AWP should be applauded for drawing attention to and accounting for accidental and undetermined deaths. However, the standard protocol is to consider SIMs distinctly from suicides. Among the many reasons for precise labeling is so that grieving family members aren’t mistakenly informed that their loved one died by suicide. VA conveys the rate of veteran overdose deaths in separate reports, for example, the Veteran Drug Overdose Mortality, 2010-2019 publication. Those numbers were ignored in AWP’s calculations.
AWP was neglectful in another way. The second phase of the project—a deep examination of community-level factors preceding suicides and nonnatural deaths—began in 2019. This information was collected and analyzed through sociocultural death investigation (SDI) interviews of 3 to 4 family members, friends, and colleagues of the deceased. SDIs consisted of 19 factors, such as history of the veteran’s mental health problems, social connectedness, finances, group memberships, and access to firearms. However, the interim report omitted the preliminary analysis of these factors, which AWP stated would be made available this year.
OpDD conclusions were so unfounded that AWP’s analytic research partner, the University of Alabama, distanced itself from the interim report. “We were not consulted on the released figures,” Dr. Karl Hamner, the University of Alabama principal investigator on the study, told me. “We did not make any conclusions and we don’t endorse the reported findings about national rates or numbers per day. Nor did we make any statements about the VA’s data.”
As it happens, the VA’s 2022 National Veteran Suicide Prevention Annual Report was issued the same week as the OpDD report. VA found that veteran suicides decreased by 9.7% over the last 2 years, nearly twice the decrease for nonveterans. Yet, in a contemporaneous hearing of the House Committee on Veterans’ Affairs, AWP’s President and CEO Jim Lorraine testified that the progress preventing veteran suicide was “a disgrace” and “a failure.” He misattributed that it was VA (not AWP) that “must be more open and transparent about their data.”

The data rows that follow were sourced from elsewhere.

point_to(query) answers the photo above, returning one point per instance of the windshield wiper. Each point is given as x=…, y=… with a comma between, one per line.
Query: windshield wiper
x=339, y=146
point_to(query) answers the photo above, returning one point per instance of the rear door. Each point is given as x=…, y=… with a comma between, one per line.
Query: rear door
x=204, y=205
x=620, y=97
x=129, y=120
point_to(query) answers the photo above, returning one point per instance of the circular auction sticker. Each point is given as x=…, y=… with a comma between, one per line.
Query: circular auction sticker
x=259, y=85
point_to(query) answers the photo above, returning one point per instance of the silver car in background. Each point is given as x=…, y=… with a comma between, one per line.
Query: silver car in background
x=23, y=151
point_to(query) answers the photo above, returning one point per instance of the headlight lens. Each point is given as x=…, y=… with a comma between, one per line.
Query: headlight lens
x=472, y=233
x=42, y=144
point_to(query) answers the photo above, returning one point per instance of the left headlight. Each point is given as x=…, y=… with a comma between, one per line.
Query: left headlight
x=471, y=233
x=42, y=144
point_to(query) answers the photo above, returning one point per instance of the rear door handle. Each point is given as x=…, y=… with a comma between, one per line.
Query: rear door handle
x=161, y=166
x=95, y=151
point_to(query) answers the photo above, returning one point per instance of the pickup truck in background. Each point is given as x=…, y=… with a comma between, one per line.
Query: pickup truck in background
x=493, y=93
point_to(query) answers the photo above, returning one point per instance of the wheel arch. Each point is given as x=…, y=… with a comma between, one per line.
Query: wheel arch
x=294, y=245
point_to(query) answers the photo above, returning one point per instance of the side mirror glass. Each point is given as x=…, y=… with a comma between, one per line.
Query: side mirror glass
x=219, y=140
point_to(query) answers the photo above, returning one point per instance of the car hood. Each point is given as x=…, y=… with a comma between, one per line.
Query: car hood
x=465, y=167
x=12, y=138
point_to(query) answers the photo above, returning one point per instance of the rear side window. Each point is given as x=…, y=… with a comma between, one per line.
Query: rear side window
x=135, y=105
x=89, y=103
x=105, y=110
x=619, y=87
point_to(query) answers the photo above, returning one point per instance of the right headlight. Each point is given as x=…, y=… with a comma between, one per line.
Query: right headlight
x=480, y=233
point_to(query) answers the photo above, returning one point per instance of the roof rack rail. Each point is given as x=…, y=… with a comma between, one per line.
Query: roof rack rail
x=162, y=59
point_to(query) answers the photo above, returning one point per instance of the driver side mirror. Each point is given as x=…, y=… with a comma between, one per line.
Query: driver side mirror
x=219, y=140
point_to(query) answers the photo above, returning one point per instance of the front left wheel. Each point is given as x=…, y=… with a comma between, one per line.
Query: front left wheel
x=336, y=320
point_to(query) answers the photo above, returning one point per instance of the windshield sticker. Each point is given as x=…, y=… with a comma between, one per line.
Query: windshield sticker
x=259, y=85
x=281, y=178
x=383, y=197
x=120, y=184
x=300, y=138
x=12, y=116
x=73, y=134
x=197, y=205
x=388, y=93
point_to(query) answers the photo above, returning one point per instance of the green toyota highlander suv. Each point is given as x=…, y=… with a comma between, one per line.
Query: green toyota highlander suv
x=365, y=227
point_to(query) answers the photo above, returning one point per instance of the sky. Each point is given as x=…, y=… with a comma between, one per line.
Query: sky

Unsupported denigration of the VA tarnishes its reputation, undermining veterans’ trust in the health care system and increasing barriers to seeking needed services. More broadly, it fortifies those forces who wish to redirect allocations away from VA and towards non-VA veterans’ entities like AWP. The media and other stakeholders must take a lesson about getting the story straight before reflexively amplifying false accusations about the VA. Veterans deserve better.